Hi, I am not a maintainer and don't have a specific answer but I might be able to give a little more information that might be helpful.

There is more information about what each term in the checker refers to at https://coin-or.github.io/Ipopt/SPECIALS.html. Changing the "derivative_test_perturbation" option will change the size of the errors and "derivative_test_tol" determines the cut-off for reporting the derivative is an error.

I believe the relative size of the error would depend on the non-linearity in the supplied Jacobian. This is because it is comparing to a first order (linear) estimate of the derivative. Thus the derivatives will not be the same.
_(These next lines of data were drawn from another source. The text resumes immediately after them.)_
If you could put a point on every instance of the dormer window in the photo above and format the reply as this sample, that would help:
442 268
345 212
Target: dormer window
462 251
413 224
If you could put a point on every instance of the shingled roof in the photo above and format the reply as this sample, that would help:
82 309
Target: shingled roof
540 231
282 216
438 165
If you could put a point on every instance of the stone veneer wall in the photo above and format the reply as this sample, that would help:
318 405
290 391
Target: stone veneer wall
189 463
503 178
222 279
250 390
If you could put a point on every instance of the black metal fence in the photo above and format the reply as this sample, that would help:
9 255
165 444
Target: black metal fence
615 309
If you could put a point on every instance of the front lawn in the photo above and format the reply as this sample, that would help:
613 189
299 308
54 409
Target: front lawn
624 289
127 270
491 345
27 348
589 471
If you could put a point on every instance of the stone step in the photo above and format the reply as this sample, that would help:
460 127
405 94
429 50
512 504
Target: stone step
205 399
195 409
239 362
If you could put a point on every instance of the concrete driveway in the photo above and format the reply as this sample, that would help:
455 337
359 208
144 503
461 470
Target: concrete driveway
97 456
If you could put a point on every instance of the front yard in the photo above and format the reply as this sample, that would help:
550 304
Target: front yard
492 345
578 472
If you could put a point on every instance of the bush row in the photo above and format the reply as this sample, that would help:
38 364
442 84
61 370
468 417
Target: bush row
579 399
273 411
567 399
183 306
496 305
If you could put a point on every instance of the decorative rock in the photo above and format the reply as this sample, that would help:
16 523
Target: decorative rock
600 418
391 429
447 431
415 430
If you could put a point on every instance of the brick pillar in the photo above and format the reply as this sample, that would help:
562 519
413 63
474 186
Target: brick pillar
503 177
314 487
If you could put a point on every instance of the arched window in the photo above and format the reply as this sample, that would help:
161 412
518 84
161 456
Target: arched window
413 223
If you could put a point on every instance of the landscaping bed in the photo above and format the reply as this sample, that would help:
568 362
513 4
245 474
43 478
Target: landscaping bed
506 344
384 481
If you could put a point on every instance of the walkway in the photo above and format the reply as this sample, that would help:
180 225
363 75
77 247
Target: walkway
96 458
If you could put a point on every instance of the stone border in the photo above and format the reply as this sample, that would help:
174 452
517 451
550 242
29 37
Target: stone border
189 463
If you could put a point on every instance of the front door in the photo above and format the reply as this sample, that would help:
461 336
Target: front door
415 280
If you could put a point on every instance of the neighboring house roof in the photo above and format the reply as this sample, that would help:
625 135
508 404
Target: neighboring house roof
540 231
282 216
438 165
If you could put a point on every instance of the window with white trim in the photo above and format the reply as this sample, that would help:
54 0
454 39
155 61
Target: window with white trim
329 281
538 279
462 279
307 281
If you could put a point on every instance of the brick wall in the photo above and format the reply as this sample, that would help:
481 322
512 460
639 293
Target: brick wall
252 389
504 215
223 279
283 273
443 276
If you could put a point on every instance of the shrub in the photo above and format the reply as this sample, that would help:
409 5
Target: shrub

So treat it more as a test to see if you have implemented the analytic derivatives correctly.

With that in mind, I implemented a cart pole trajectory optimisation problem with IFOPT as the interface to IPOPT which is what is used in TOWR. The derivative checker there revealed errors in on the order of 1e-9 for a "derivative_test_perturbation" of 1e-8 and errors on the order of 1e-4 for a "derivative_test_perturbation" of 1e-4. But again, this is a different problem with different forms for the cost and constraints.

A final note: In my experience, using the analytic derivatives instead of a finite-difference method can provide 1 to 2 orders of magnitude reduction in solution time with IPOPT so regardless it is well worth defining the Jacobian analytically.

Thanks @awinkler for the awesome work in TOWR and IFOPT.